For the top and middle parts of your sales funnel, you want to be extending your campaigns using drip campaigns and potentially introduce some form of lead scoring. So that as your lead gets closer, you know when to step in with your people and time to close the deal.
4. Your Sales Funnel Timing is Crucial
The difference between a drip campaign and what the recipient considers spam, is usually all in the timing.
As much as it would be helpful if there were rules about timing and volume of email; sadly there just isn't.
In the real world, there are just some buying decisions which happen much faster than others. For example, people decide to buy a take-away meals quicker than buying a car.
There are many guidelines on how many messages and how often they are delivered.
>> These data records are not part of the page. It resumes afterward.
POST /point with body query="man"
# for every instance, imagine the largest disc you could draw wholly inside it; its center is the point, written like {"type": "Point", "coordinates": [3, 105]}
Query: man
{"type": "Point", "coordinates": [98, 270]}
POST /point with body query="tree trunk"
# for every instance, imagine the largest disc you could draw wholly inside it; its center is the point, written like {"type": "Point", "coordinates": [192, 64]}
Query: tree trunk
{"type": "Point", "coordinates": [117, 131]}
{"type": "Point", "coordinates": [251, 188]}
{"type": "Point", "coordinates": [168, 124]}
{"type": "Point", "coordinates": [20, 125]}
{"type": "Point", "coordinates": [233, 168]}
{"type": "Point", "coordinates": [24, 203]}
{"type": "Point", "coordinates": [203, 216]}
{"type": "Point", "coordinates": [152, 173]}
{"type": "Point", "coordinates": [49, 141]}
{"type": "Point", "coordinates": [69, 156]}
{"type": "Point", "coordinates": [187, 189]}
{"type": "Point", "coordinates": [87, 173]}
For example, some experts say you don't need to do more than three to five emails as part of your campaign and you need to space these emails out over an increasing amount of time. Others will tell you that you should plan for two email messages per week over 26 weeks.
Unfortunately, it's because of these guidelines that many sales funnels leak.
Instead of testing and tracking how leads are responding to campaigns, some build funnels using "rules" that are based on these guidelines with a set and forget mentality.
A fast moving entrepreneur may just about be able to "get away" with this strategy and achieve reasonable results initially. However at some point you'll need to make time or pay for someone else to audit your funnel and likely redesign some of what's going on so that it's a better match to your prospect's expectations.
If you're at the beginning of the automated sales funnel challenge.
The first thing you can do to develop what best works for your target market... start with building drip campaigns to handle the situations that are desperately urgent for your marketing and sales teams. This will give you the time and data to evaluate what your market responds to best.
For those who have marketing CRMs overflowing with campaigns, templates and complex workflows.
It's about scrutinizing your most successful campaigns & messages to understand what exactly is working and then testing out your ideas and insights on the other less successful campaigns & messages.
We aren't just talking about the topic, creative or content here, but the delivery - day, time, frequency, resistance to spam filters, message file size as well, flow from one message to the next, anticipation, trust and familiarity you build plus anything else you can think of.
5. Track and Report on Your Sales Funnel Campaign
Your campaign is no good to you if you don't know how it's going.
You want to capture as much data as possible - the personal details for your leads, as well as how they engage with whatever you present to them.
That doesn't mean you have to collect it all up front; in fact there are many talented campaign designers who recommend gathering personal details over time as you increase the prospects likelihood to buy, using drip campaigns.
The great thing about doing this is that the amount of detail you have about a lead in your CRM or contact database is then also a signal for how ready they are for a sales call or trial close.
It hopefully goes without saying, that being able to count, track, measure, compare and analyse what your leads are doing with each of your communications is vitally important.
Go beyond the obvious things like your orders, transactions, emails and clicks. To get even greater business intelligence from your sales funnel.
Your data becomes even more useful when you can see at what point in your funnel your lead was when they did something. Better still is when you can see the path of engagement they followed that got them to buy.
Because if this path was persuasive enough to get one sale, then it will probably work for a lot more people... And that, after all is the whole point! Getting a lot more people to buy from you.